We all walk on eggshells. Will we find the lump in our breast today or tomorrow? Is that pain in my back, really a silent heart attack? Is the clearing my throat, really throat cancer? Esophageal cancer? Lung cancer? Is that what my shortness of breath is stemming from? Is my back aching because the osteoporosis has made complete Swiss cheese of my bones? Did I forget where I parked the car because I need Aricept to minimize Alzheimer’s? Is my knee hurting because all the cartilage is gone? Is that sunspot on my face changing or darkening? Will it be a simple skin cancer or full blown, life threatening, Melanoma?

This is how we live. There is so much fear and so much illness and death around us. Combine that with way too much information, and one could easily slip into somaticizing everything. As Dr. Christiane Northrup once said, “Hey, those are not lumps on your chest waiting for chemotherapy, they are your healhty breasts!”

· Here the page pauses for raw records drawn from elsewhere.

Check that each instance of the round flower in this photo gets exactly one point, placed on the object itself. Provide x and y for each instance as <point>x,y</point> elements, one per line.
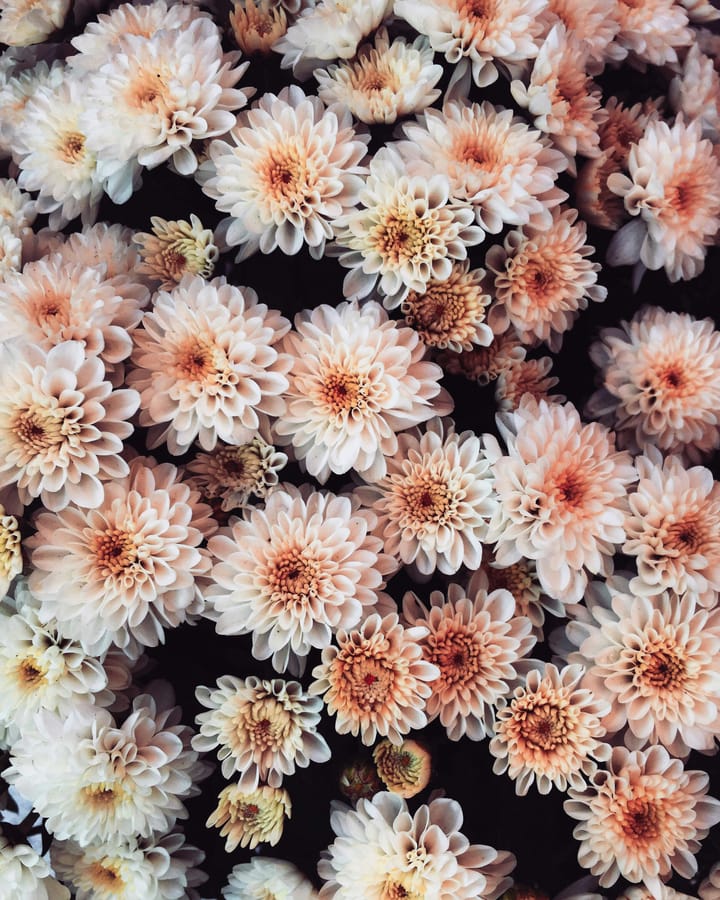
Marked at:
<point>562,495</point>
<point>549,732</point>
<point>249,818</point>
<point>476,642</point>
<point>660,376</point>
<point>642,818</point>
<point>61,425</point>
<point>263,729</point>
<point>296,571</point>
<point>376,681</point>
<point>206,365</point>
<point>382,851</point>
<point>404,770</point>
<point>290,169</point>
<point>357,378</point>
<point>385,80</point>
<point>123,572</point>
<point>542,279</point>
<point>434,503</point>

Fear has a mind of its own though. Sadness can take hold of any normal, sunny day when you begin thinking about those who have died, wondering if they had any idea of when their last day would be. I mean did Whitney have a funny feeling as she stepped into that tub or was she too stoned to have any feeling at all?

Anyway, it ain’t easy…

Friday, January 29, 2010

After Death

This is one of the things that gnaws at me about death. I cannot bear the thought of things going on without me. I mean, how could new inventions or discoveries occur without me knowing about them? So, the new Apple Ipad arrived yesterday and all the world sat up to see. Haiti continues to barely function and Haitians die in droves from injuries and now, from disease setting in. Emergency call for donor human milk for Haiti, abounds. News is happening. Things are changing. All this in just a week. But, my friend Mary is not here to participate. I cannot wrap my mind around that. It has always mesmerized me about death. Then too, Gregory would be graduating from high school next Spring. Talk about not being able to wrap one's mind around.... Death is so endlessly perplexing for me.